Support Questions
Find answers, ask questions, and share your expertise

Memory Limit Exceeded

Memory Limit Exceeded

New Contributor

After upgrading to Impala 2.0, lots of queries worked under 1.4 fails with "Memory Limit Exceeded", almost immediately after execution starts.

I have tried setting "Impala Daemon Memory Limit" to more than 100GB (I have 128GB RAM per node), but it only fix part of the problem.

 

From the message below, memory consumption is only around 500MB. Even if Impala runs out of memory, the new "spill to disk" feature in 2.0 should kick in.

 

WARNINGS: Memory limit exceeded
Query did not have enough memory to get the minimum required buffers.


Backend 33:Memory Limit Exceeded
Query(ec411e9f24ff25b1:e0b8fa64d0d9daa) Limit: Consumption=508.52 MB
Fragment ec411e9f24ff25b1:e0b8fa64d0d9db5: Consumption=6.27 MB
UDFs: Consumption=0
SORT_NODE (id=2): Consumption=4.00 KB
AGGREGATION_NODE (id=4): Consumption=6.25 MB
EXCHANGE_NODE (id=3): Consumption=0
DataStreamRecvr: Consumption=0
DataStreamSender: Consumption=4.00 KB
Block Manager: Limit=86.40 GB Consumption=370.25 MB
Fragment ec411e9f24ff25b1:e0b8fa64d0d9dcd: Consumption=502.25 MB
UDFs: Consumption=60.00 KB
AGGREGATION_NODE (id=1): Consumption=408.00 MB
HDFS_SCAN_NODE (id=0): Consumption=94.09 MB
DataStreamSender: Consumption=96.00 KB
WARNING: The following tables are missing relevant table and/or column statistics.
dns.pdns_query
Backend 36:Memory Limit Exceeded
Query(ec411e9f24ff25b1:e0b8fa64d0d9daa) Limit: Consumption=510.94 MB
Fragment ec411e9f24ff25b1:e0b8fa64d0d9db8: Consumption=6.27 MB
UDFs: Consumption=0
SORT_NODE (id=2): Consumption=4.00 KB
AGGREGATION_NODE (id=4): Consumption=6.25 MB
EXCHANGE_NODE (id=3): Consumption=0
DataStreamRecvr: Consumption=0
DataStreamSender: Consumption=4.00 KB
Block Manager: Limit=86.40 GB Consumption=330.25 MB
Fragment ec411e9f24ff25b1:e0b8fa64d0d9dd0: Consumption=504.67 MB
UDFs: Consumption=60.00 KB
AGGREGATION_NODE (id=1): Consumption=368.00 MB
HDFS_SCAN_NODE (id=0): Consumption=136.51 MB
DataStreamSender: Consumption=96.00 KB
WARNING: The following tables are missing relevant table and/or column statistic
dns.pdns_query
Backend 43:Memory Limit Exceeded
Query(ec411e9f24ff25b1:e0b8fa64d0d9daa) Limit: Consumption=508.56 MB
Fragment ec411e9f24ff25b1:e0b8fa64d0d9dbf: Consumption=6.27 MB
UDFs: Consumption=0
SORT_NODE (id=2): Consumption=4.00 KB
AGGREGATION_NODE (id=4): Consumption=6.25 MB
EXCHANGE_NODE (id=3): Consumption=0
DataStreamRecvr: Consumption=0
DataStreamSender: Consumption=4.00 KB
Block Manager: Limit=86.40 GB Consumption=378.25 MB
Fragment ec411e9f24ff25b1:e0b8fa64d0d9dd7: Consumption=502.30 MB
UDFs: Consumption=60.00 KB
AGGREGATION_NODE (id=1): Consumption=416.00 MB
HDFS_SCAN_NODE (id=0): Consumption=86.14 MB
DataStreamSender: Consumption=96.00 KB
WARNING: The following tables are missing relevant table and/or column statistic
dns.pdns_query

 

Any idea what limited Impala's memory usage, or how can I fix it?
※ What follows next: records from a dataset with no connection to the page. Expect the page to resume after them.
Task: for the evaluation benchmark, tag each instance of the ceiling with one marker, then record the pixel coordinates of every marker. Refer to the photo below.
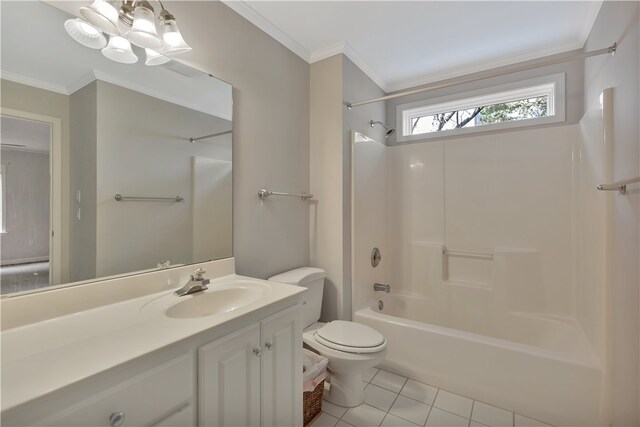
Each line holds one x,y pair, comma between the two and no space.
24,135
46,57
401,44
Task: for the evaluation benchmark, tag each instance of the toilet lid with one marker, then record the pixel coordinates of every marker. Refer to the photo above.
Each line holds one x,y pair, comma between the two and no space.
351,337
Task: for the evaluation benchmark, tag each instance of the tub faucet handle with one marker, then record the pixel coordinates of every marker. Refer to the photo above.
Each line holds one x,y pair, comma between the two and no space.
382,287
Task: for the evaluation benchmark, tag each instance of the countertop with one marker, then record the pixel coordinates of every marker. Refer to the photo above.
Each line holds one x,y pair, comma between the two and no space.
43,357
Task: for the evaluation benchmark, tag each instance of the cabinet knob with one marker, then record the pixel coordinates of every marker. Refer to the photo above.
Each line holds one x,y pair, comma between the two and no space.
116,419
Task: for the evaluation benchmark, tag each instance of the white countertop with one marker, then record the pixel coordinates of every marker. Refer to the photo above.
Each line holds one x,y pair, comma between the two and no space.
42,357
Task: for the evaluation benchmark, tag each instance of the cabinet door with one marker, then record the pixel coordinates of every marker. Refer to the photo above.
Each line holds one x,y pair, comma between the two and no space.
282,369
229,380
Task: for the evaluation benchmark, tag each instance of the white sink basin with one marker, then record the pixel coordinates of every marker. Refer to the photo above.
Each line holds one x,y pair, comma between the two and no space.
216,300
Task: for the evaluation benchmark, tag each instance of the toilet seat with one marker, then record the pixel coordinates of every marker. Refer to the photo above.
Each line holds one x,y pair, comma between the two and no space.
350,337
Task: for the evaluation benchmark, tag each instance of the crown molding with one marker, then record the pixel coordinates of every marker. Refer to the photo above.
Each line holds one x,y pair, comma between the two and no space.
350,53
28,81
246,11
251,15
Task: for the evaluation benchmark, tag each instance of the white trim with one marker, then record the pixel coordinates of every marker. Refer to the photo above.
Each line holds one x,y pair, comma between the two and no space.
93,75
589,21
350,53
6,262
345,48
28,81
56,190
450,102
243,9
3,184
485,66
327,52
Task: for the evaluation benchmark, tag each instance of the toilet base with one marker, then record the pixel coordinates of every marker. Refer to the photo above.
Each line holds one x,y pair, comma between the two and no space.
346,389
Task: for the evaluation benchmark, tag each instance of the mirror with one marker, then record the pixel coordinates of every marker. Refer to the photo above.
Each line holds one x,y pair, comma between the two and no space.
99,175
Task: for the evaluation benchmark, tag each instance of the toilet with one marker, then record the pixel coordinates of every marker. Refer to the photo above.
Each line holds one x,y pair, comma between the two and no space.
351,347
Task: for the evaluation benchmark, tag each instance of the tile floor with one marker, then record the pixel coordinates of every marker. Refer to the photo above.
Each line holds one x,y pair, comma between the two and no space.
395,401
23,277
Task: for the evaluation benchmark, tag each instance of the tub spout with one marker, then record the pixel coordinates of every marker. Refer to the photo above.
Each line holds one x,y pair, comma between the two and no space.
382,287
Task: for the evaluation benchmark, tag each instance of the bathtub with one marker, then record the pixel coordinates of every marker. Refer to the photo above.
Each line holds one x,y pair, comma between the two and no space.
536,365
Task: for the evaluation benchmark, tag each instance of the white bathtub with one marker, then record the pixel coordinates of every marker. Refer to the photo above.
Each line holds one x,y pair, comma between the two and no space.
538,366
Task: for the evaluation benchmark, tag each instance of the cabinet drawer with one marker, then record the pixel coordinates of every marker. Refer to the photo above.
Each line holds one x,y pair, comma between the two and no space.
143,400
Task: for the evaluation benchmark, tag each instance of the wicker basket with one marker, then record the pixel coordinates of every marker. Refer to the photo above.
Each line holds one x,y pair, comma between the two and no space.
312,403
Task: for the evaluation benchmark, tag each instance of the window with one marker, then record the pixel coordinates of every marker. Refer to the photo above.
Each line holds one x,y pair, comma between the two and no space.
527,103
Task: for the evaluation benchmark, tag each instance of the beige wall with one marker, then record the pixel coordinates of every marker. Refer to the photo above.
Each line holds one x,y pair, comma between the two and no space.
333,81
327,181
39,101
83,105
619,21
152,158
270,130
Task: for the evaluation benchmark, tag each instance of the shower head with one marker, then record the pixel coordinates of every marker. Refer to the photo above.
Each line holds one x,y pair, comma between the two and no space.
390,131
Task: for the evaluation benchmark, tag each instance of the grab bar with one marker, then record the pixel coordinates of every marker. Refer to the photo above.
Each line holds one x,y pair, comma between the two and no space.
620,186
263,194
480,255
120,198
198,138
382,287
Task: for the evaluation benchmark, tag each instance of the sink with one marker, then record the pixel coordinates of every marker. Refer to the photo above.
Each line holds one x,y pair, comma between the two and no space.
216,300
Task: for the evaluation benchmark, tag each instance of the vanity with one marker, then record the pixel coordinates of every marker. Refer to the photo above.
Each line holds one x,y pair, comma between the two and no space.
141,195
152,358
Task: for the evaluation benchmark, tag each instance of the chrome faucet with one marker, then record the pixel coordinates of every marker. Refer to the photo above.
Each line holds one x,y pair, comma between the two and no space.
197,283
382,287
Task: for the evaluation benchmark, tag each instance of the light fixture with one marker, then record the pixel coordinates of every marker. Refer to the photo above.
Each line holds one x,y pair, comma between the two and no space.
119,50
103,15
154,58
85,33
130,21
143,30
173,41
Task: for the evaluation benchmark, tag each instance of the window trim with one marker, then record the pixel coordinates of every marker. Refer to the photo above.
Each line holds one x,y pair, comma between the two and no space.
3,177
485,96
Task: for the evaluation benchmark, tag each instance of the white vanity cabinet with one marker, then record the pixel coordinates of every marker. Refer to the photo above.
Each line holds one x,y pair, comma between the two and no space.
159,395
238,369
254,376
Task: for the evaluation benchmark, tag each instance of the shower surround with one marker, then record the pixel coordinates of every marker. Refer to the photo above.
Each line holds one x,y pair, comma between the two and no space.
494,246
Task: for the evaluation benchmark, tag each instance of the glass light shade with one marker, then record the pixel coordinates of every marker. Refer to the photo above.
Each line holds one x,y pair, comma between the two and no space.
85,33
173,41
143,30
119,50
154,58
103,15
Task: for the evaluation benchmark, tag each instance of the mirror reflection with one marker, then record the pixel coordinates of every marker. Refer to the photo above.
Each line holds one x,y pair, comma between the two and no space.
105,168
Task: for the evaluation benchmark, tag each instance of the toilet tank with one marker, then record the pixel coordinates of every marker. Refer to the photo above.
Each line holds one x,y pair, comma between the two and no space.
312,279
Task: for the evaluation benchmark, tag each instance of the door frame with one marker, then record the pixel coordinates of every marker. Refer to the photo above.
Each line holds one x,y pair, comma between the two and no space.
55,187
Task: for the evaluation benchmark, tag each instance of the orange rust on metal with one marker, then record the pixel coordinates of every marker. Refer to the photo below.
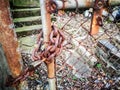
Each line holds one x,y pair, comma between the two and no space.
99,6
46,35
95,27
88,3
8,39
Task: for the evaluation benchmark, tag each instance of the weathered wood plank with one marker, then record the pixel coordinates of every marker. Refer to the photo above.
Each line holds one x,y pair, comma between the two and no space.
8,39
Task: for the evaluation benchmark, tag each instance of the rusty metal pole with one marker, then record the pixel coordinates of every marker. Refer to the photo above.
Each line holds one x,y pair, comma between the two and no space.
71,4
46,25
8,39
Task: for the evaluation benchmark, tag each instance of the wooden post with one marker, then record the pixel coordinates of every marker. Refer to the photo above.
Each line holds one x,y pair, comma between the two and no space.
8,39
4,71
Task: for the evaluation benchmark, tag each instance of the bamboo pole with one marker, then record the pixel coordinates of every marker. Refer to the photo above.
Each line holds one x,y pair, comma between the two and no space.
46,25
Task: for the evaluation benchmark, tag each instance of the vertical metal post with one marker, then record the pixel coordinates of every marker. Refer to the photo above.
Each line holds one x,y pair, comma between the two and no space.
46,25
8,39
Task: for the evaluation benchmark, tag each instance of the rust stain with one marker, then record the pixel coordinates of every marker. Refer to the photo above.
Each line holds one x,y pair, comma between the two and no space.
95,26
88,3
8,39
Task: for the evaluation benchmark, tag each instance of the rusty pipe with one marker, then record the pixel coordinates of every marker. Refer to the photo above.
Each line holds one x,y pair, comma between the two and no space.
46,27
71,4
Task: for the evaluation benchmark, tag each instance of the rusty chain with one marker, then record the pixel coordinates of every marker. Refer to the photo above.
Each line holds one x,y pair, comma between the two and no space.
54,47
41,54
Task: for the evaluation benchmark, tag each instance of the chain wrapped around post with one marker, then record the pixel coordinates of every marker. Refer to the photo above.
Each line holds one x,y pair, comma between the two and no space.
54,47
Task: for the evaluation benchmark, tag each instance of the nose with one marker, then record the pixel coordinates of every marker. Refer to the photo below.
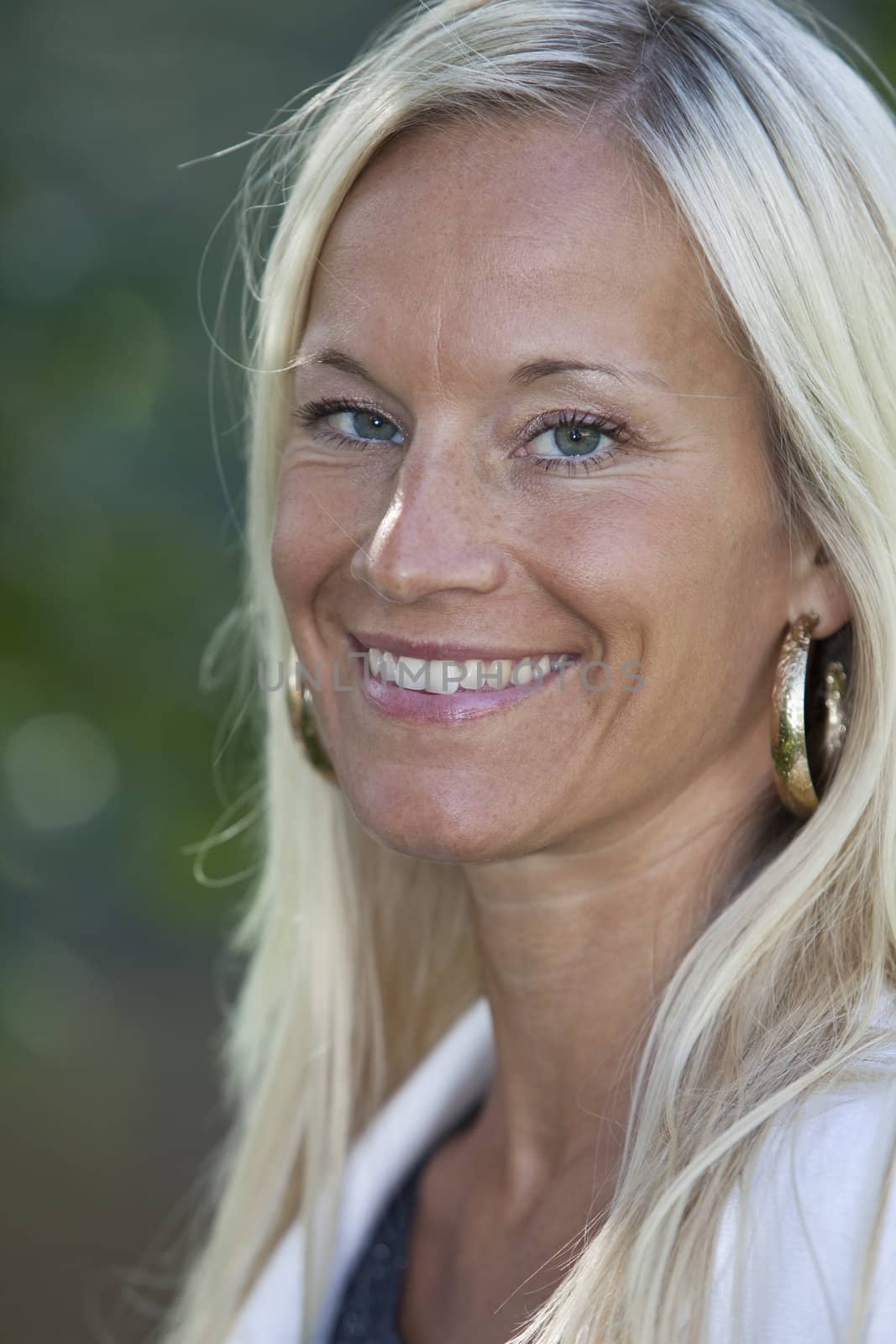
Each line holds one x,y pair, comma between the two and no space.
438,531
Thank you in advance.

3 REPLIES 3

Re: Memory Limit Exceeded

New Contributor

Solved by disabling "Integrated Resource Management with YARN".

 

Noticed from the documentation that table statistics are required for Impala to estimate memory reservation, which we don't have. Or maybe we should manually set a MEM_LIMIT.

Re: Memory Limit Exceeded

Cloudera Employee

With the spill-to-disk feature, memory usage grows during the query as in previous releases.  When the query nears the point where spilling might be necessary, Impala grabs some extra memory to use for that work, so there is a period where more memory is used than in previous releases.  If that extra memory can't be allocated, that's when the "minimum buffers" error occurs.  Once the memory allocation succeeds and the spill-to-disk feature kicks in, memory usage should remain level for the rest of the query.

 

This extra memory allocation is not expected to cause query failures, except in rare cases that were right on the edge of running out of memory before. I'm not sure how the YARN aspect factors into this case, I'll have to leave that for the dev team experts.

 

John

Re: Memory Limit Exceeded

New Contributor

Thank you for your reply.

 

I've conducted more tests today, seems the absence of table/column stats can break lots of SQL queries if YARN is enabled. The dynamic memory allocation/expansion is not working as expected.

 

However, we have dozens of very large tables (tens of TBs), updated daily, "compute stats" just take too much time.

 

 

[slave01:21000] > create table test like pdns_query stored as parquet;
Query: create table test like pdns_query stored as parquet

Fetched 0 row(s) in 0.16s
[slave01:21000] > insert into test select * from pdns_query;
Query: insert into test select * from pdns_query
Inserted 265588331 row(s) in 20.62s
[slave01:21000] > select count(distinct name) from test;
Query: select count(distinct name) from test
WARNINGS: Memory limit exceeded
Query did not have enough memory to get the minimum required buffers.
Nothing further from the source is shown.